Faut-il ajouter qu’en dehors de la prédication, il y a tout le ministère pastoral, la confession, les contacts humains avec les paroissiens qui connaissent le français sans doute, mais à qui le breton est plus familier pour la conversation courante.

« La langue bretonne, écrivait Monseigneur Fauvel, reste pour les Bretons la langue de l’âme et du coeur, expression de tout un passé qu’ils portent en eux. »

Un prêtre affecté à l’une de nos paroisses rurales et qui n’apprend pas le breton accepte de voir l’efficacité de son ministère amoindrie. C’est pourquoi il se donne des cours de breton dans les trois grands Séminaires de Quimper, St-Brieuc et Vannes. Dans les paroisses urbaines où la francisation est plus avancée et où il y a plusieurs prêtres, l’inconvénient est sans doute moins grave d’avoir l’un ou l’autre ignorant du breton ; mais il existe et les intéressés s’en rendent bien compte.
Les journaux citaient ces temps derniers le cas d’un missionnaire destiné au Vietnam. Avant de rejoindre son poste, il a dit la messe à la Colonie Vietnamienne de Paris et a prêché en vietnamien. La première préoccupation des missionnaires est toujours d’apprendre la langue ou les dialectes des populations qu’ils ont à évangéliser.

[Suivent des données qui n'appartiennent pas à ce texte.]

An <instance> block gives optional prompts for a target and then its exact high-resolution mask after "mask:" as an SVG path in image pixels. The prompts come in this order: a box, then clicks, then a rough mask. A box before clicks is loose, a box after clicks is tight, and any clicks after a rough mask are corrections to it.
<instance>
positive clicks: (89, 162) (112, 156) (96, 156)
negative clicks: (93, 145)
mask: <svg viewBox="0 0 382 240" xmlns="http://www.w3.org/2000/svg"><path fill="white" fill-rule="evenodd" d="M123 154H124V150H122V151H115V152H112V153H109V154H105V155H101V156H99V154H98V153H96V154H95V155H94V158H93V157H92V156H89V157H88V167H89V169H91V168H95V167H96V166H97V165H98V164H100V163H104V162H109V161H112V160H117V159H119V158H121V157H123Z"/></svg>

Pour le catéchisme, la question se pose de moins en moins… ; on peut dire plus du tout dans le diocèse de Quimper et de Léon. Les prêtres ont résisté longtemps à la pression des parents. J’en ai vu imposer le catéchisme breton à des enfants dont la langue familiale était le français et qui ignoraient à peu près complètement le breton, sous prétexte d’éviter toute brèche dans l’unanimité conservée jusque-là en faveur du breton. Ils craignaient – et la suite a justifié leurs craintes – que les parents n’en profitent pour élargir bien vite la brèche. J’ai entendu un recteur déclarer qu’il refuserait à la Communion Solennelle un enfant de sa paroisse qui saurait très bien son catéchisme en français, mais en français seulement.
Je tiens à signaler ces deux faits, non pour les approuver, mais pour bien montrer qu’il y a eu des prêtres qui ne se sont pas résignés à la substitution de langue au catéchisme qu’en défendant le breton pied à pied. Il est incontestable que les parents sont en droit de demander que l’instruction religieuse soit donnée à leurs enfants dans leur langue familiale. Pour la conservation du breton comme langue du catéchisme, nous avons longtemps pris argument de la langue maternelle, et voilà que désormais l’argument se retourne contre le breton.
La prédication, enseignement collectif des adultes, présente une plus grande complication. Nous avons affaire à un auditoire bilingue avec priorité de plus en plus accentuée du français, surtout comme langue de pensée. En général, l’évolution n’a rien de brutal ou de violent, elle suit le rythme des générations. La nécessité de passer d’une langue à une autre ne sera ordinairement qu’une approximation jugée prématurée par les uns, trop tardive par les autres. Elle ne s’impose pas dans toutes les paroisses au même moment. On peut demander aux prêtres de ne pas briller les étapes. Si, dans telle paroisse par exemple, il apparaît que l’usage exclusif du breton à l’église soit devenu une erreur. Il n’est pas indiqué pour autant d’en venir, du jour au lendemain, à l’usage exclusif du français. On pourra faire usage des deux langues avec souplesse. Beaucoup de prêtres agissent ainsi malgré l’effort supplémentaire que cette solution entraîne. II n’en est pas moins vrai que cette coexistence, cet affrontement de deux langues usuelles dans une même paroisse, est une difficulté dont les prêtres sont les premiers à souffrir. Il est presque impossible de donner satisfaction à tout le monde.
L’abandon des cantiques bretons est plus regrettable. Paroles et musique éveillent encore dans les âmes une résonance spirituelle que les cantiques français, d’un usage récent, sont loin d’inspirer. 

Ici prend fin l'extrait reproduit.